Manhattan College Receives Largest NSF Grant in College History for Cyber

Wyatt Madej, system administrator who drafted the main ideas for the grant proposal. MANHATTAN.EDU/COURTESY

By Angelina Persaud, News Editor

The National Science Foundation (NSF) has granted Manhattan College $639,778 to enhance cyber infrastructure and computing resources on campus. This is the largest NSF grant the college has received in its history. 

The grant was created through a collective effort between the IT department and various faculty and staff members and will provide funding for a two year term beginning in August. 

According to, “The new network will be designed to improve the flow of scientific data, which will facilitate research in a variety of disciplines, including engineering, mathematics, chemistry and sociology.”
Namely, the electronic resources on campus will be broadened for both student and faculty use, which includes strengthening the already existing cybersecurity systems utilized by the community on a daily basis. 

Robert Moran, interim chief information officer, was the principal investigator (PI) for the grant and oversaw the team to ensure they had the proper resources to draft the proposal. 

Moran explained some of the reasoning behind applying for the grant, which included the requests of faculty and staff to receive updated equipment and computers in their student labs. 

“We did shift funds around to upgrade computers for electrical and computer engineering and mechanical engineering,” Moran said. “We had some labs with computers that were quite old, and Dr. Ward and Dr. De had come to me with these requests.” 

Wyatt Madej, system administrator in the IT department, drafted and submitted the proposal to the NSF, which also was the first proposal he applied for in his professional career. 

He spoke about the key collaboration between MC and the American Museum of Natural History, a partnership which provided a useful means of coming up with ideas to expand the college’s technology. 

“We started talking about research, computing, and Research Data Services,” Madej said. “And they told me about the National Science Foundation’s Cyber Infrastructure Program. They told me all about the program, and it immediately intrigued me and I said ‘this is something Manhattan College needs’.” 

A key feature of the grant includes funding to build the “Science DMZ” at MC, which will facilitate broader, faster research opportunities for students and faculty. Essentially, this DMZ will be built specifically for easier access to research materials while also providing MC with connections to key research institutions and resources. 

“Science DMZ, which is a special part of our network that will be separated from the rest of our network, is dedicated and built and tuned specifically for science data flows,” Madej said. “At Manhattan College, we have firewalls and other security measures that tend to slow things down…but when we’re working with science, we can trust that. So we can build a special part of our network that unlocks extra speed and extra data capabilities between researchers here at Manhattan College and their collaborators.” 

Currently, the new system upgrades will benefit engineering related research opportunities, which includes connections with the University of Illinois Delta supercomputer center. Initiatives such as this are the starting point for allowing the college to have wider access to nationwide resources and further collaborations at the college. 
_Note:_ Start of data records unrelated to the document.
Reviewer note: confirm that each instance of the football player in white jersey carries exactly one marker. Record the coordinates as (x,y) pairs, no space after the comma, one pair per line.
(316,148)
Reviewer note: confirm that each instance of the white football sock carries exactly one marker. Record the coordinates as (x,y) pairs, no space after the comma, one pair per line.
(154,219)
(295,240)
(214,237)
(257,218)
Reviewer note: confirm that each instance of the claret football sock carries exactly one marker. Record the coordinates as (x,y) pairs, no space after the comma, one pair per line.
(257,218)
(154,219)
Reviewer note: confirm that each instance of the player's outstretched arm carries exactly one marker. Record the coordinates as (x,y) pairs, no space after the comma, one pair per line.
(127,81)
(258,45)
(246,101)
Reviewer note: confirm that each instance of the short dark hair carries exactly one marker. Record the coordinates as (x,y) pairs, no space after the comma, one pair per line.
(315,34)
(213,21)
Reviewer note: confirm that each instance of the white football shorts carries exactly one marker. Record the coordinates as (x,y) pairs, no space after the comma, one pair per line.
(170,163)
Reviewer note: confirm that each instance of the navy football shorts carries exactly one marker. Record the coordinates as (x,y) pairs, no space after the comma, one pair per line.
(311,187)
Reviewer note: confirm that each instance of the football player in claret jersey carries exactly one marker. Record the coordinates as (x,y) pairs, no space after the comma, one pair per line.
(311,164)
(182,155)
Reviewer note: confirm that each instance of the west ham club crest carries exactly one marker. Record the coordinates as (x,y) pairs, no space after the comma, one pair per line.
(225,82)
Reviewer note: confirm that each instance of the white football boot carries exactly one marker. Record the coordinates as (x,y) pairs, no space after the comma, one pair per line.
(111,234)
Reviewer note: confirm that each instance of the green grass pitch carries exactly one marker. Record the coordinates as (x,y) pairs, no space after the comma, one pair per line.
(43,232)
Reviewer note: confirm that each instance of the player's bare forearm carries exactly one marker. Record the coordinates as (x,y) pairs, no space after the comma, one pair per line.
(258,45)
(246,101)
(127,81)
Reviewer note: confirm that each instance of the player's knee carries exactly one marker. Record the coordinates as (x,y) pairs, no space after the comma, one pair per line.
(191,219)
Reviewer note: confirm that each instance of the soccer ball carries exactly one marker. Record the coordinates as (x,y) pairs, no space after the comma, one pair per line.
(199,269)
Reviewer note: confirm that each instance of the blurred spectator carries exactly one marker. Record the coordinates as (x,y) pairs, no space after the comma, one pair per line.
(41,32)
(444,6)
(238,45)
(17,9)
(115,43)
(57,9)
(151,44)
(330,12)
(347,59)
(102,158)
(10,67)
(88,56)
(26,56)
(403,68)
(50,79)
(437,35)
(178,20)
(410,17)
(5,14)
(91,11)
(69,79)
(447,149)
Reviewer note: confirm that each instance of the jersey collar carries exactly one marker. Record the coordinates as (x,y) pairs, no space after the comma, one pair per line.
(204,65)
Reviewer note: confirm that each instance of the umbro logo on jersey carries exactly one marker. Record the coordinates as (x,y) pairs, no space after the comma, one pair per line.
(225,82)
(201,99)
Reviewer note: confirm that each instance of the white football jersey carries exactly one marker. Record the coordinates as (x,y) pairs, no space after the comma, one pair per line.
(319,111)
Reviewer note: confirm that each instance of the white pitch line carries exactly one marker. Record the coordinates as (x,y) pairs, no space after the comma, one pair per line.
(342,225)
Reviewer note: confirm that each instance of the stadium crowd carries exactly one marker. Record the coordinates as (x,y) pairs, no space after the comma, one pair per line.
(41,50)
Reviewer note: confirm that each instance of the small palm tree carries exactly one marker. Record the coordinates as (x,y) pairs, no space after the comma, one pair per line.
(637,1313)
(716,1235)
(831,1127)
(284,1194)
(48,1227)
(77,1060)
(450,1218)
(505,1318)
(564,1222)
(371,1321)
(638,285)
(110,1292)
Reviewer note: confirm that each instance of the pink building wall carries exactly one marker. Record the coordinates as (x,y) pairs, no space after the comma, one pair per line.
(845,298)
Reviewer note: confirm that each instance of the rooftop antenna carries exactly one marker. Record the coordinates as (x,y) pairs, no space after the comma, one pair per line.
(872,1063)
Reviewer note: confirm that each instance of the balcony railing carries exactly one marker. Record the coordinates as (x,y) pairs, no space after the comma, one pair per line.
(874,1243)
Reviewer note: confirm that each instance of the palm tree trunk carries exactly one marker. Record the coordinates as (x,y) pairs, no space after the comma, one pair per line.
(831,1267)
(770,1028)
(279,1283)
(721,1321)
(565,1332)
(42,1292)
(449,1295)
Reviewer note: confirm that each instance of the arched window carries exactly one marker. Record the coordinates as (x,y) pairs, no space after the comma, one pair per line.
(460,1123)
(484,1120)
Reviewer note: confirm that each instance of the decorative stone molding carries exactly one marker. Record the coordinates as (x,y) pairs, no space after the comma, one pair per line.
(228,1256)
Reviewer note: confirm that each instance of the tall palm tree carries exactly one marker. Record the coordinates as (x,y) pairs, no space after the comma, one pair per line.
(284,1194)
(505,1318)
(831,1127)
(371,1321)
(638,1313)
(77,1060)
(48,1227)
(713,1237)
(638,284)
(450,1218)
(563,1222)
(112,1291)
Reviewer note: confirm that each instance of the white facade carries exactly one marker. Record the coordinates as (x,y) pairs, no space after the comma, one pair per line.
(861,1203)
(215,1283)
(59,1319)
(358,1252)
“This essentially connects and provides Manhattan College researchers and even students who are doing research to some of the largest academic supercomputers in the United States,” Madej said. “We’re building pipelines with this grant, to act on resources like that, to help accelerate, advance and unlock research in science.” 

Madej also noted that a portion of the funding would be allocated to upgrading the servers and data center in the Research and Learning Center (RLC), though it will be distributed campus-wide. 

“The science DMZ that we’re building is campus wide,” Madej said. “So no matter who you are, and where you are on campus, if you’re doing science that requires pipelines to access big supercomputers, or you require to move data really, really fast using our data transfer nodes that we’ll be building…you will have access to that capability.”

Zahra Shahbazi, Ph.D., an associate professor of mechanical engineering, was a board member during the proposal phase of applying for the grant. She was called into the project for her background knowledge of NSF grants and to gain a professor’s perspective on how to improve research technology at the college.

“They [other professors] explained how this infrastructure is going to help them to improve their research and take the research to the next step,” Shahbazi said. “So now, there was more faculty involved in the process…we needed to show cases of how the new equipment and infrastructure is going to help people with their research.” 

She also noted that the added level of security from the technology updates will further expand research and allow students and faculty to dive deeper into the amount of information they can obtain and share. 

“A lot of people are transferring their data from one collaborator to another one,” Shahbazi said. “It’s making sure that we transfer that in a secure manner. It was a challenge here at Manhattan College, and with the new infrastructure, we will be able to do that.”  As the abstract from the original grant proposal succinctly states, “This network will support and grow these activities to advance research and STEM education programs that educate students, contribute to new scientific discoveries, inform public policy, facilitate institutional partnerships, and provide a better STEM education to train the next generation of scientists and engineers.”